Taking Care of Business | By : Turkaholic Category: Final Fantasy VII > Yaoi - Male/Male Views: 1121 -:- Recommendations : 1 -:- Currently Reading : 1 |
Disclaimer: I do not own Final Fantasy VII, nor any of the characters from it. I do not make any money from the writing of this story. |
Chapter 15
I was lying on the beach. Not those crappy pollution-filled, grey sand-covered ones outside Midgar; a proper damn beach. White sand, blue seas, y'know the ones? Like you see on the TV, when they're trying to sell rum, or penis-extension style cars. I had a glass of tequila in one hand and a cigarette in the other, grinning to myself stupidly as I watched a group of big-boobed chicks bouncing around playing volleyball.
This had to be the best fucking vacation I'd ever had.
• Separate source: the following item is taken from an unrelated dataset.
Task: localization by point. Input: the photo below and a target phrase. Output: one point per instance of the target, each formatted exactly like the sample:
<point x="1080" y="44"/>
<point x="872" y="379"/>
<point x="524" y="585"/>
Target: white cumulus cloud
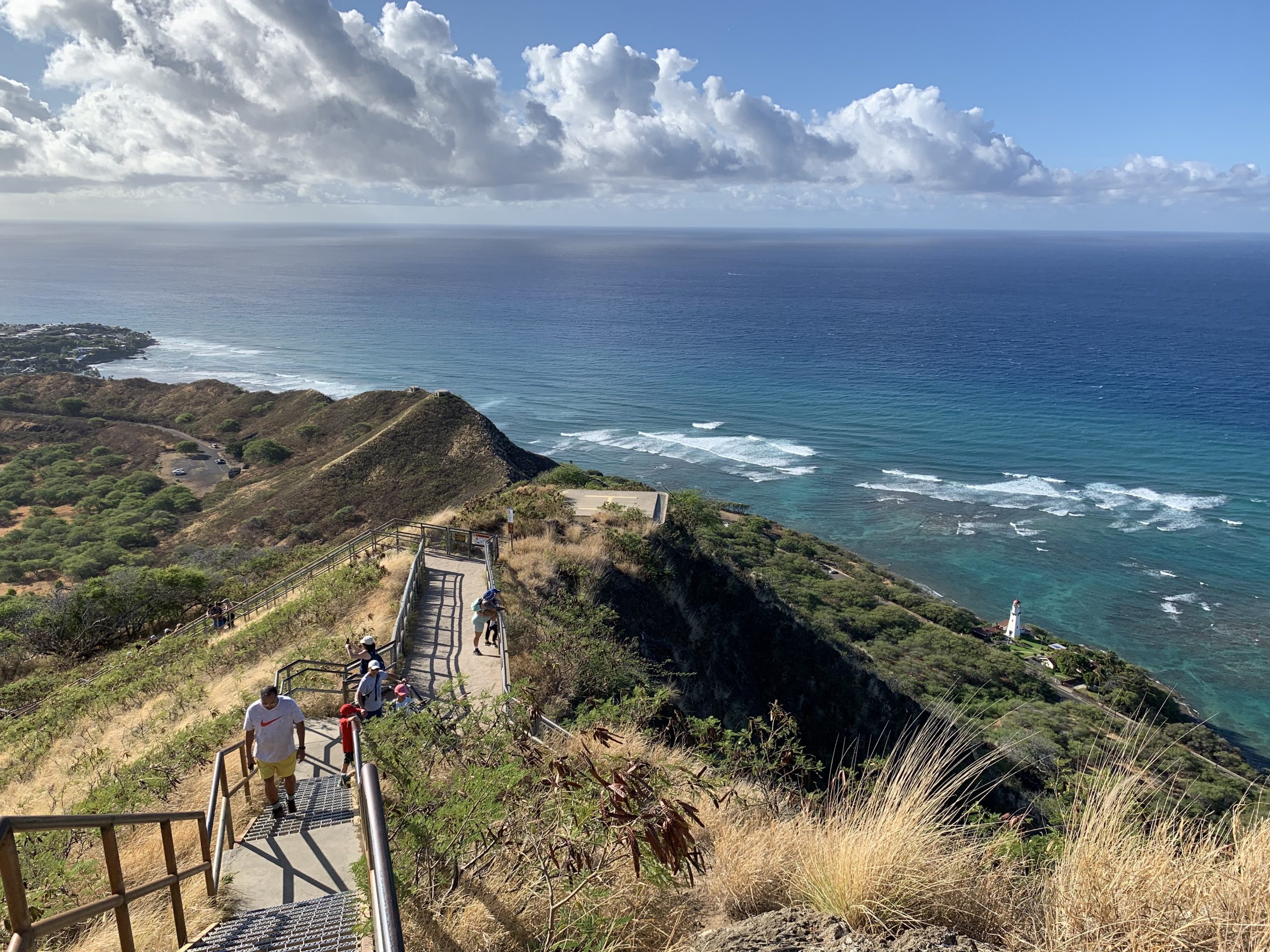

I closed my eyes for a second, just enjoying the feeling of the damn sun, instead of the greasy green smog that covered the whole damn plate back home. I took a sip of tequila, felt it burning my throat, and then opened my eyes.
Tseng was standing in front of me, a pair of bright flowery swimming trunks on, his arms folded.
"Enjoying the view?" He growled, raising an eyebrow at me. Behind him, the chicks were now rubbing suntan lotion on each other. I grinned again and took a drag on my cig.
"Thought you were back in Midgar, boss. Y'know, doing paperwork and shit?"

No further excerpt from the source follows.